Formation et emplois

Créativité et psycho entre deux coups de ciseaux

Geneviève Vézina-Montplaisir - Métro

À 27 ans, Halima a déjà 10 ans de métier derrière elle. C’est à 16 ans que la coiffeuse et copropriétaire du salon Hairtime a trouvé sa voie. «Ma sÅ“ur m’a amenée voir une présentation que son coiffeur  faisait de son métier, se souvient Halima. J’ai adoré l’aspect créatif, et je me suis dit que ça serait cool de faire ça dans la vie!»

Ne faisant ni une ni deux, Halima parle alors de son projet de carrière à une amie. Cette dernière lui présente un coiffeur qui travaille au salon Barbeshop, et grâce à son enthousiasme, elle est engagée comme apprentie et assistante-coiffeuse malgré son manque d’expérience.

La jeune coiffeuse parfait ensuite sa technique à l’Académie internationale de coiffure Gandini, tout en travaillant. Après sept ans de loyaux services au salon Barbeshop, Halima et quelques amis coiffeurs ouvrent leur propre salon. «On est comme une petite coop, compare-t-elle. On est tous travailleurs autonomes, mais on a Hairtime en commun.»

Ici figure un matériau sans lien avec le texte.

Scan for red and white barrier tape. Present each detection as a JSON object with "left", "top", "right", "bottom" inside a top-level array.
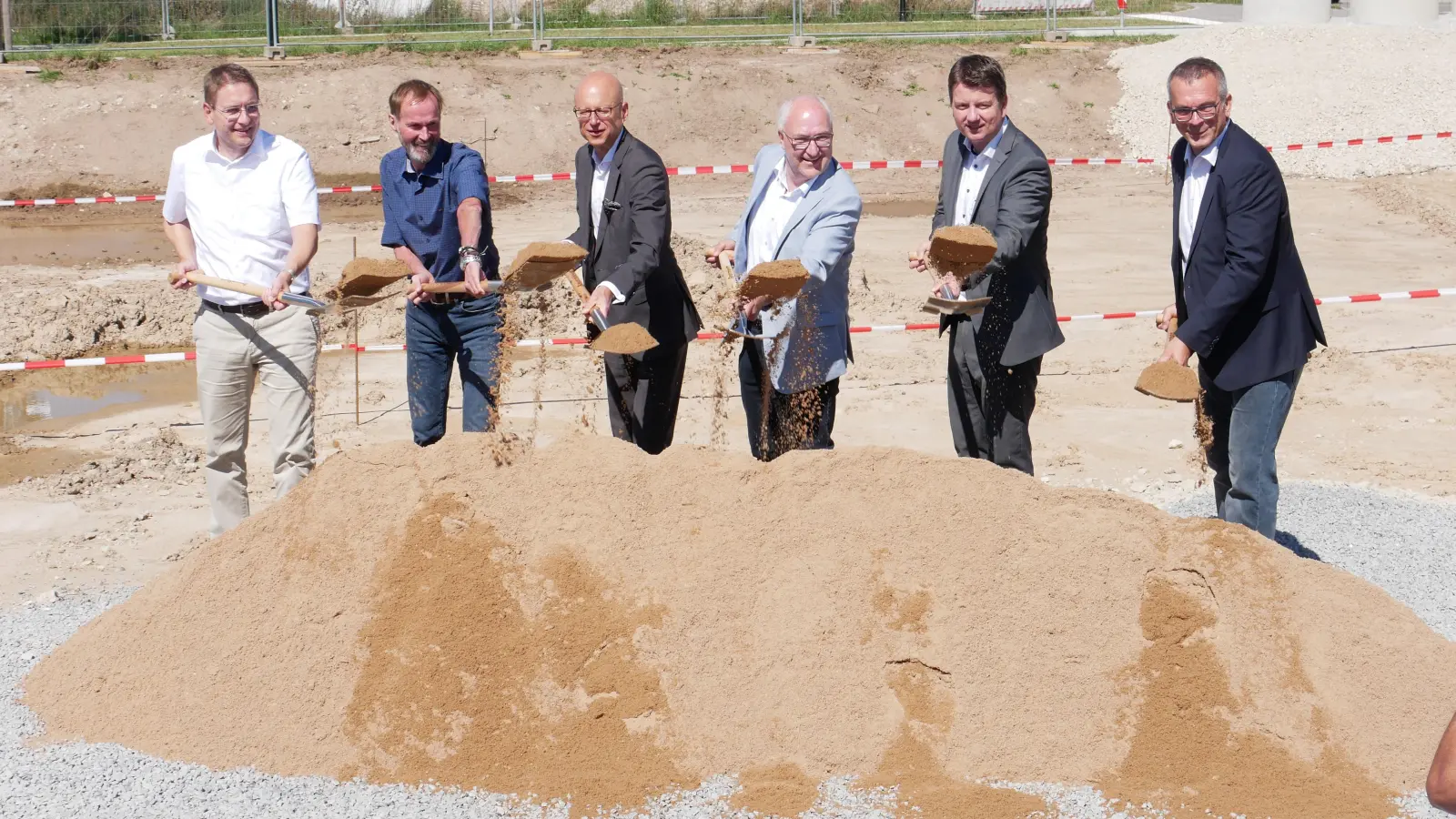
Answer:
[
  {"left": 0, "top": 287, "right": 1456, "bottom": 371},
  {"left": 0, "top": 131, "right": 1453, "bottom": 207}
]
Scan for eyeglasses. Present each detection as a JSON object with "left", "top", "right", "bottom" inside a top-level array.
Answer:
[
  {"left": 1168, "top": 102, "right": 1223, "bottom": 123},
  {"left": 572, "top": 102, "right": 622, "bottom": 123},
  {"left": 218, "top": 102, "right": 262, "bottom": 123},
  {"left": 784, "top": 134, "right": 834, "bottom": 150}
]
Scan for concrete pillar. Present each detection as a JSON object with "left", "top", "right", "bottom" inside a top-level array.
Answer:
[
  {"left": 1350, "top": 0, "right": 1440, "bottom": 26},
  {"left": 1243, "top": 0, "right": 1333, "bottom": 26}
]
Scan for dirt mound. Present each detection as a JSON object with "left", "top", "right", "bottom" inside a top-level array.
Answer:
[{"left": 25, "top": 436, "right": 1456, "bottom": 819}]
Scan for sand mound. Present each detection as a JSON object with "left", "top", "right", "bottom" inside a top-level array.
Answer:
[
  {"left": 1134, "top": 361, "right": 1203, "bottom": 402},
  {"left": 25, "top": 436, "right": 1456, "bottom": 819}
]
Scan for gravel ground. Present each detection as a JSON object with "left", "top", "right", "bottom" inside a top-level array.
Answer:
[
  {"left": 1109, "top": 25, "right": 1456, "bottom": 177},
  {"left": 0, "top": 482, "right": 1456, "bottom": 819}
]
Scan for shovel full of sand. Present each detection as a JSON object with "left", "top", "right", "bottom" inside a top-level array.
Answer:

Avec ses nouvelles responsabilités, Halima a dû apprendre à manier autre chose que des ciseaux. «Je dois m’occuper des payes, des horaires, des employés, des commandes», souligne-t-elle. Toutefois, c’est la coiffure qui passionne encore Halima, des milliers de coupes de cheveux plus tard. «Je m’inspire de la personnalité et du style de mon client pour créer sa coupe.»

Ce qu’Halima apprécie également de son travail, ce sont les rencontres qu’elle fait. Pas surprenant, quand on sait qu’avant de vouloir être coiffeuse, elle a voulu devenir psychologue.  «J’aime parler aux gens, je les conseille, confie-t-elle. J’ai des clientes qui ont pleuré dans ma chaise. Je suis un peu une confidente.»

Avis, donc, à ceux qui veulent manier les ciseaux : il faut être créatif et avoir de l’entregent pour réussir en tant que coiffeur. Il faut également avoir le regard tourné vers l’avenir pour être toujours à l’affût des nouvelles tendances. «Le défi, c’est de regarder toujours vers l’avant, assure-t-elle. En tant que coiffeur, il faut toujours se sortir de sa zone de confort!»